In the 1820s and 30s, the Massachusetts Hospital Life Insurance Company (MHLIC), established by the Boston elite to administer family trusts, invested in mortgage loans to farmers from western Massachusetts. Those aspects of Company mortgages that marked them as modern debtor-creditor arrangements\-\-formal procedures, written contracts, and above all, the necessity of punctual payments, enforced by the threat of lawsuits\-\- frightened and alienated many borrowers and fueled broader-based political protests against corporations. Rural discontent over the Company's business practices occurred as farmers underwent the difficult transition from a household to a market economy, but the Company's insistence on those practices represent the Boston elite's own adjustment to a new era of corporate capitalism. Conducting business with novel sorts of economic actors, no longer fellow merchants but distant strangers and social inferiors, elite Bostonians positioned the Company as an impersonal mechanism, irrevocably fixed in its method of operation, against what it perceived as an unreliable and assertive yeomanry.

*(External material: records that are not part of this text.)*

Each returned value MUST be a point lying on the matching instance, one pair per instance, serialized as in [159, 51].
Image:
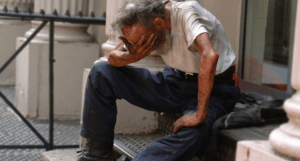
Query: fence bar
[51, 78]
[57, 18]
[65, 146]
[23, 46]
[24, 120]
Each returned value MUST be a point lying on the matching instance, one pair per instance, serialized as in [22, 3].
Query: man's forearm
[206, 75]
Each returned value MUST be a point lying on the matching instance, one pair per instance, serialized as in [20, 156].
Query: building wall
[229, 14]
[227, 11]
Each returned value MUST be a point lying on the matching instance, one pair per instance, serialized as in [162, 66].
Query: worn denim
[163, 91]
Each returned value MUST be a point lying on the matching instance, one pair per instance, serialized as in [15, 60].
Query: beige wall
[229, 14]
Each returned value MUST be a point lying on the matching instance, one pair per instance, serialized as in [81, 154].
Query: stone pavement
[14, 132]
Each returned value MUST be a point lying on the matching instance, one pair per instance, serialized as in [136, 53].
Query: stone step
[60, 155]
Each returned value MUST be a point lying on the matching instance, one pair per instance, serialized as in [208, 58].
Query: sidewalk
[14, 132]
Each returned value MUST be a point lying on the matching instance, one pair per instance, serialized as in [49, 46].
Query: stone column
[74, 50]
[9, 31]
[286, 139]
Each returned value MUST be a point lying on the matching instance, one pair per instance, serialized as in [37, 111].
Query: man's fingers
[149, 41]
[153, 41]
[125, 41]
[176, 127]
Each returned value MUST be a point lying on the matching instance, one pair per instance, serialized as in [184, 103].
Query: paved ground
[14, 132]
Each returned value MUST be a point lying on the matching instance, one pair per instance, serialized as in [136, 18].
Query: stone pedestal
[9, 31]
[284, 140]
[73, 51]
[258, 150]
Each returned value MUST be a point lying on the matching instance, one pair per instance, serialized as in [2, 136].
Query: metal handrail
[29, 16]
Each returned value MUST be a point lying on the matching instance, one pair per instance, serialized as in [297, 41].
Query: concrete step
[60, 155]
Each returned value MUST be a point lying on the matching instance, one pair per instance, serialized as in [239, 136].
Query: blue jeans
[163, 91]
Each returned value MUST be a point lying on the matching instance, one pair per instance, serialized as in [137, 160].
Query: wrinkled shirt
[188, 20]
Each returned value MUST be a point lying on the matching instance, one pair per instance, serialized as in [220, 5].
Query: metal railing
[45, 18]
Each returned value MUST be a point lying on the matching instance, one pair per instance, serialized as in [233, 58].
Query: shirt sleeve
[196, 20]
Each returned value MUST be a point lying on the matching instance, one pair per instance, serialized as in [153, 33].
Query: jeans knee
[197, 133]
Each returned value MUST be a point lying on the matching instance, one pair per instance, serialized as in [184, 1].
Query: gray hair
[141, 11]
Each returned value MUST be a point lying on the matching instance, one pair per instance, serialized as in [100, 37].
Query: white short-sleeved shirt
[188, 20]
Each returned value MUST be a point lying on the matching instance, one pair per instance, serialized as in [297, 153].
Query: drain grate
[130, 145]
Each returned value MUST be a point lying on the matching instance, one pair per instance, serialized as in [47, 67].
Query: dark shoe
[96, 151]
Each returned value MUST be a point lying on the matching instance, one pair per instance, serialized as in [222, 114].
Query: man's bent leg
[107, 83]
[190, 140]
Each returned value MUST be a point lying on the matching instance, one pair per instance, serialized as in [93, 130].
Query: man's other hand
[188, 120]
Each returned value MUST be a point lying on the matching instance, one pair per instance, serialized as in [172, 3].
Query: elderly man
[197, 80]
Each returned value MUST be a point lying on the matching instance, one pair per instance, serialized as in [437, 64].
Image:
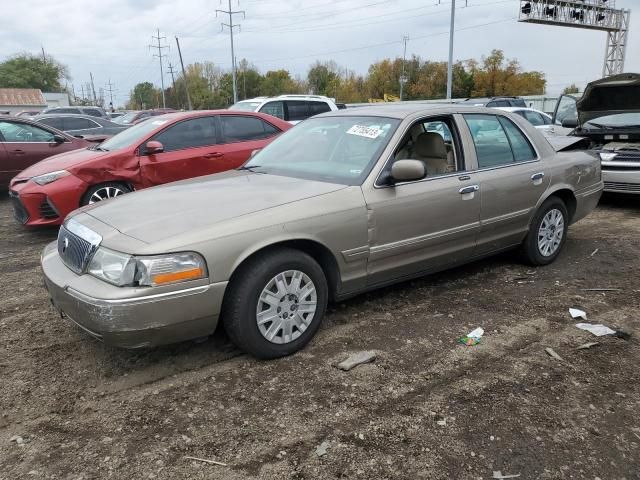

Rule-bound regularity soon emerged as not only standard business procedure but a full-blown ideological vision of a clockwork universe of business. Implying both the impartial application of rules and predictability in the business world, this vision held political and cultural appeal in an age of novel social tensions and unprecedented economic instability. Exploring the vexed relations between Massachusetts farmers and the MHLIC thus illuminates the process whereby the practices and values associated with corporate capitalism took hold among yeomen farmers and elite Bostonians alike.